7. Don’t be afraid to try local places for food
Plainly speaking, McDonald’s and other western chain restaurants in Moscow are not always the best for quality food and can be expensive. There are many other cheap and tasty options to experience real Russian food, such as Teremok, Lepim i varim, and Farsh.
Teremok is one chain that offers blinis ( Russian pancakes) with sweet or savoury fillings of meat or condensed milk, whilst Lepim i Varim specialises in freshly made dumplings. However, if you are simply looking for a burger, try the popular restaurant, Farsh, located on Nikolskaya street in the city centre and, for vegetarians, you have to try FRESH. The BBQ burger there is simply amazing, the best I’ve ever had and I’m not even a vegetarian.

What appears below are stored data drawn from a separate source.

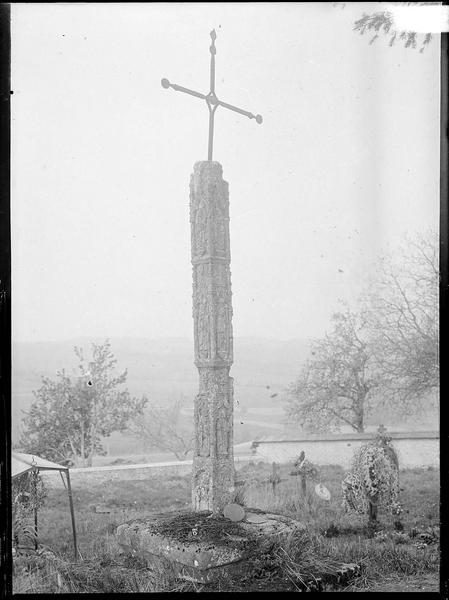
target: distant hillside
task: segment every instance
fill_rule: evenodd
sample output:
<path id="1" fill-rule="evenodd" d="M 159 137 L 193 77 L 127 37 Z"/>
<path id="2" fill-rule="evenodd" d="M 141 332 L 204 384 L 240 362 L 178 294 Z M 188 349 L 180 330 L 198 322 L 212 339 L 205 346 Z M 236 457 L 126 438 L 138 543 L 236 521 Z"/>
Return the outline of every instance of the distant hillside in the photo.
<path id="1" fill-rule="evenodd" d="M 42 375 L 54 377 L 62 368 L 76 374 L 74 346 L 89 351 L 91 343 L 103 339 L 72 339 L 63 342 L 19 342 L 13 344 L 13 430 L 18 431 L 21 411 L 33 401 L 33 390 Z M 111 338 L 118 369 L 128 369 L 131 394 L 145 394 L 163 403 L 183 397 L 186 406 L 198 390 L 198 372 L 193 364 L 193 341 L 187 338 Z M 293 381 L 308 353 L 307 340 L 277 341 L 264 338 L 234 340 L 236 414 L 253 426 L 279 428 L 283 419 L 282 389 Z M 243 417 L 238 418 L 241 425 Z M 266 426 L 264 424 L 266 423 Z"/>
<path id="2" fill-rule="evenodd" d="M 91 343 L 103 339 L 73 339 L 63 342 L 15 343 L 13 345 L 13 436 L 17 438 L 22 410 L 33 401 L 33 390 L 39 388 L 41 376 L 54 377 L 64 368 L 76 375 L 75 345 L 86 353 Z M 299 433 L 297 426 L 284 425 L 283 391 L 299 374 L 308 355 L 307 340 L 278 341 L 264 338 L 234 340 L 234 440 L 236 443 L 264 436 L 279 437 L 289 430 Z M 193 341 L 187 338 L 142 339 L 112 338 L 117 368 L 128 369 L 127 387 L 132 395 L 145 394 L 150 400 L 164 404 L 183 399 L 184 418 L 193 419 L 193 399 L 198 392 L 198 372 L 193 364 Z M 435 429 L 438 413 L 398 419 L 385 408 L 367 419 L 367 425 L 383 423 L 394 430 Z M 115 433 L 105 441 L 112 456 L 144 452 L 140 443 L 129 436 Z"/>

Depending on where you are staying, I wouldn’t advise drinking the tap water in Moscow. Most Russians tend to use filters in their homes, but, if you are staying in a hotel or Airbnb, it’s best if you stick to bottled water for the duration of your visit. Showering and brushing your teeth is okay, just don’t go taking any mouthfuls unless you want to risk an upset stomach.
9. Don’t drink in public
On the topic of drinking, although Russia has a stereotype for pouring vodka on their cheerios, you will be surprised to know that most take offence to this stereotype, with many young Russians abstaining from alcohol altogether. If you are going out for drinks in Moscow, do not make a point of getting wasted. It will not be appreciated and you may encounter problems with scammers or police. Also do not believe all the videos that you see on YouTube, Russia is not as crazy as you may wish it to be sometimes, so please do not act out because you think it’s normal there.
10. Don’t be afraid to speak a little Russian
Lastly, as intimidating as it can be, most Russians truly appreciate it when foreigners try to speak a little of their language. Even simple words such as “please” and “thank you” can go a long way and, as most older Russians have very limited English skills, you may be glad of it, particularly in the markets and museums. Russian has a formal and informal use, so never greet strangers with “privet”. It’s rude! If you want to say hello, use the formal “здравствуйте” which you can learn how to say here, or a simple “good morning” which is pronounced, “Dobray Ootra”.
So there you have it, folks, the more you know!